À Paris, la suspension ne concerne pas les copropriétés, mais les professionnels s'inquiètent des effets d'annonce, et des conséquences de cette instabilité.

"Environ 70% des immeubles ont besoin d'être rénovés" et ce dispositif combiné à d'autres comme "Éco-Rénovons Paris" sont "essentiels", selon l'Agence parisienne du climat (APC).

Dans la capitale, depuis deux ans, le nombre de diagnostics techniques globaux est passé de 200 à 1.200 par an, dynamique qui doit "continuer" même si seules quelques centaines d'immeubles ont finalisé leurs travaux.

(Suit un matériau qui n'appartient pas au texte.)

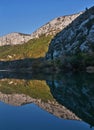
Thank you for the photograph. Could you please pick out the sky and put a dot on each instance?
(26, 16)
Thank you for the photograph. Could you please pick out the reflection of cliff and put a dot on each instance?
(50, 106)
(76, 92)
(19, 92)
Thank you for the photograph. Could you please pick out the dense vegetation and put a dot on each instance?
(34, 48)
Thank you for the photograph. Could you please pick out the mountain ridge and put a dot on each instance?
(50, 28)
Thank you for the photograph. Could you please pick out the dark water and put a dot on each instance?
(52, 102)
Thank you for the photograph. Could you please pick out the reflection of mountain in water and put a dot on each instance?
(19, 92)
(75, 92)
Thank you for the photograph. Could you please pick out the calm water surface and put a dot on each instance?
(54, 102)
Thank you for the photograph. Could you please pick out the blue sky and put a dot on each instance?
(27, 15)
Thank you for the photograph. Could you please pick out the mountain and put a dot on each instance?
(14, 38)
(51, 28)
(74, 45)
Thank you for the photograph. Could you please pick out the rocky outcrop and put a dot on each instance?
(55, 26)
(52, 107)
(75, 38)
(50, 28)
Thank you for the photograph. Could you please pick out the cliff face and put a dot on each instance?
(75, 38)
(54, 26)
(50, 28)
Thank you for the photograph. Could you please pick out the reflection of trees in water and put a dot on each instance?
(76, 92)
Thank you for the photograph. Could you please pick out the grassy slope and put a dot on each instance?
(34, 48)
(34, 88)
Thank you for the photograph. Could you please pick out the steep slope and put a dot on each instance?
(76, 42)
(14, 38)
(55, 26)
(34, 48)
(50, 28)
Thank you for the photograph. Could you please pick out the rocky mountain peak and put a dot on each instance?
(55, 26)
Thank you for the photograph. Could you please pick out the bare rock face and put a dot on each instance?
(51, 28)
(54, 26)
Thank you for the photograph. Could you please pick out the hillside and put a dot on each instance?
(19, 46)
(51, 28)
(73, 47)
(34, 48)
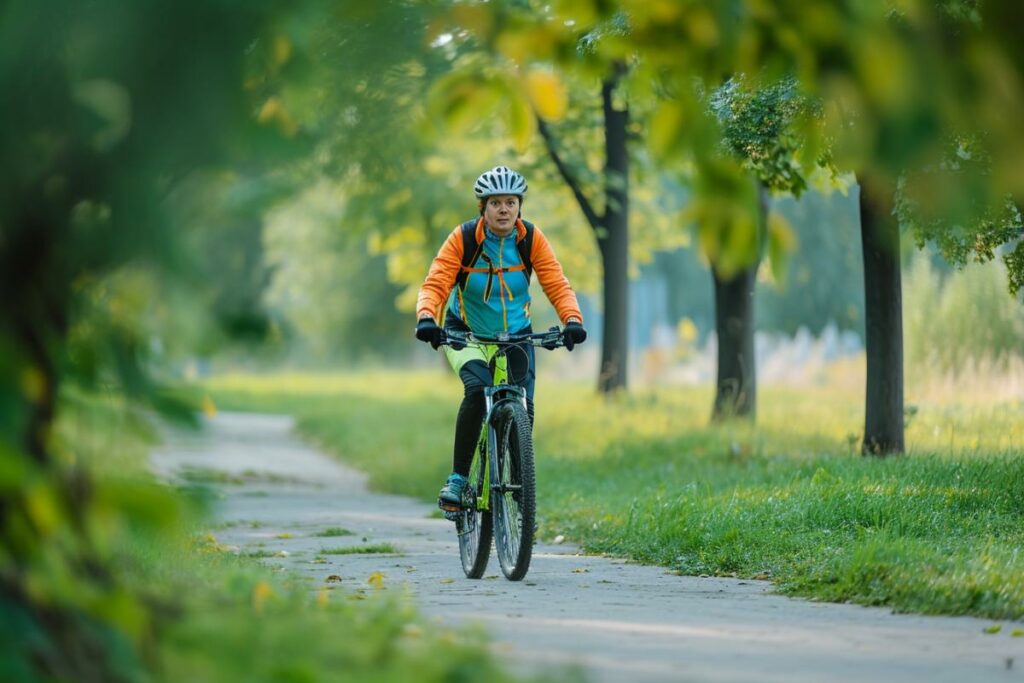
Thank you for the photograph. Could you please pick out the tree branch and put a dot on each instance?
(549, 142)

Le gouvernement "pousse à la rénovation énergétique globale de l'immeuble", des travaux plus coûteux que ceux au cas par cas, précise encore l'APC, qui insiste donc sur l'importance de MaPrimeRénov'.

"On demande aux industriels de se projeter, mais il nous faut plus de stabilité pour cela, il faut arrêter le stop and go", alerte Rafael Rodriguez, président de Rockwool France, industriel produisant des isolants en laine minérale.

Selon lui, "la consommation d'isolants va doubler d'ici 2030" et le message envoyé par le Gouvernement "n'est pas le bon".

"Depuis le début, on change le dispositif, on change les conditions, et là, on le suspend. C'est très démotivant", confirme Karine Sebi, économiste à Grenoble École de Management, dans un contexte d'urgence climatique.

Alors que l'objectif national est de 700.000 rénovations complètes par an, "l'État n'est même pas capable d'en financer plus de 100.000" en 2024, dénonce enfin l'élu parisien.